The foreigners interest in doing agreement with the government in the transition period is suspious.
They should either wait for an elected government or be transparent on agreements. I suggest them to publish all the agreements in atleast three national daily newspapers for the public to confirm they are not cheating.
Only some good points come in the newspapers and remaining points that are more important are hidden like the Seven Trent agreement in Melanchi issue.
This government can not do any long term agreement that affects the country in a long term.

Ramesh Shrestha

Anonymous said...

Bravo! we don't need ADB if ADB tries to pressure us to do the things that doesnot help Nepal to grow it should be abolished. We are no weaker or dependent people any more. Provided security, Nepalese can invest in big projects themselves.
Keep it up, Hisila!

Anonymous said...

The fight is with wrong not with ADB. The wrong attitudes should be kicked out not the ADB.

Unknown said...

The ABD was started as an economic arm of US foreign policy, although Japan has been able to exert growing control. One of its primary purposes has been privatization and turning over control of local institutions and resources to transnational corporate ownership and control.

Regarding water, local communities are engaged in struggle all over the world against the private international control of water being promoted by Development Banks. In fact, we just interviewed a man involved in such struggle in El Salvador on the radio today, where protestors are facing arrest and long imprisonment. It is impossible for the people of Nepal to turn over ownership of their water to private foreign organizations and at the same time maintain control over it. Furthermore, if solution is sought through foreign financing, access to water will be shifted to higher biddeners, namely foreign corporations.

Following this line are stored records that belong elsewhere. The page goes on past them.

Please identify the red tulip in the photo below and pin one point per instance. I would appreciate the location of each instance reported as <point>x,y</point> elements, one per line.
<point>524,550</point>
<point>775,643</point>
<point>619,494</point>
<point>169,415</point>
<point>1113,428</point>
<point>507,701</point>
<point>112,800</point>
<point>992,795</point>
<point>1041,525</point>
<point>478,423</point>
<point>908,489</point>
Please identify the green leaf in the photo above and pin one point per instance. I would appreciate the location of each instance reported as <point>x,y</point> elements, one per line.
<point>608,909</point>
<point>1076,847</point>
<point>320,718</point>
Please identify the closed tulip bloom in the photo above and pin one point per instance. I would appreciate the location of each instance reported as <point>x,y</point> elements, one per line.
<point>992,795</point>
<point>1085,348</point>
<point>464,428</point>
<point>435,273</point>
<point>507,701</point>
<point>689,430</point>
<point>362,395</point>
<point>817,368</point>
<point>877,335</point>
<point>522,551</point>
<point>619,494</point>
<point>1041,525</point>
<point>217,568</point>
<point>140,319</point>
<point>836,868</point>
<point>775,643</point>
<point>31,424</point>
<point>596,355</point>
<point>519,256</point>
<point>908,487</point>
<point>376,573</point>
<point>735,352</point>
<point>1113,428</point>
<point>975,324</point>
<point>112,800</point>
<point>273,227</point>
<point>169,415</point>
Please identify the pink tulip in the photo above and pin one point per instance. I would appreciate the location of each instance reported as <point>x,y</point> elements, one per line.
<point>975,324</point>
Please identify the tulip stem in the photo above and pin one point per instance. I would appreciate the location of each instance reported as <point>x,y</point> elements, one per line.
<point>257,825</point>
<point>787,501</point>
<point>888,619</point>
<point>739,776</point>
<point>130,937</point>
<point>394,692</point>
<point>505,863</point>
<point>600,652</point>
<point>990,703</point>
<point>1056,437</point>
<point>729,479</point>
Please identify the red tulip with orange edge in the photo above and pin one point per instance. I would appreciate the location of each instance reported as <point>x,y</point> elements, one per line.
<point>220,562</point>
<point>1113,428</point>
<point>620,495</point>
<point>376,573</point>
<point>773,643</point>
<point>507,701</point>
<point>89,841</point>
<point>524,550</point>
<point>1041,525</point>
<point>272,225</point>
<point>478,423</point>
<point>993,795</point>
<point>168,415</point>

People in Nepal, as elsewhere, will see the result in the form of higher and higher tariffs. Given the experience of municipalities and regions in Mexico, the people of Nepal will eventually find themselves desperately fighting their own national security forces and police, which will have been turned into an arm of enforcement of international corporate interests, backed by what will be a severe, basically colonial, penal code, to get back access to their own desperately needed water.

Finally, even if the water problem is solved presently, the Kathmandu valley population will keep having to divert more and more of the country's water to its heavy and wasteful use, causing an expanding environmental and social crisis in the neighboring riversheds. Even now, the Melamchi diversion is seen as only solving the valley's water problem for 10 years, and after that there are already designs on more distant watersheds, using Melamchi as the conduit.

There has been no talk of conservation, of disciplining the population to use minimal amounts of water (in my visits and living in the valley I have seen very little sense of need to conserve water, and when guests come from the valley to our house in the United States, our water usage jumps from less than 25-50 gallons of water per day for 3 people to 200 to 300 gallons of water).

Also, while all this time has been wasted on the Melamchi, possibiliites for creating alternatives such as rain water collection have been squandered in the name of infeasibility, according to the ABD and local syncophant experts. The real reason that such systems are infeasible is that they are highly decentralized, meaning that they are controlled by the local populace and they require the active participation and organization of the local populace. This would be the basis for real democracy which is anathema for the Development Banks, experts, and politicians, and lessen the possibility for diversion of funds which is anathema for contractors, advisors, experts and politicians.

The question is not where to go to get more and more water, but how to conserve it. Feasibility is not to be over the choice of which water project is to be done, but whether Nepal can indefinitely centralize by building up urban Kathmandu, which has been the future offered it by aid and "development". There are other alternatives, which in the long run not only won't have the inevitable devastating results, but they will make for much more livable and equitable society.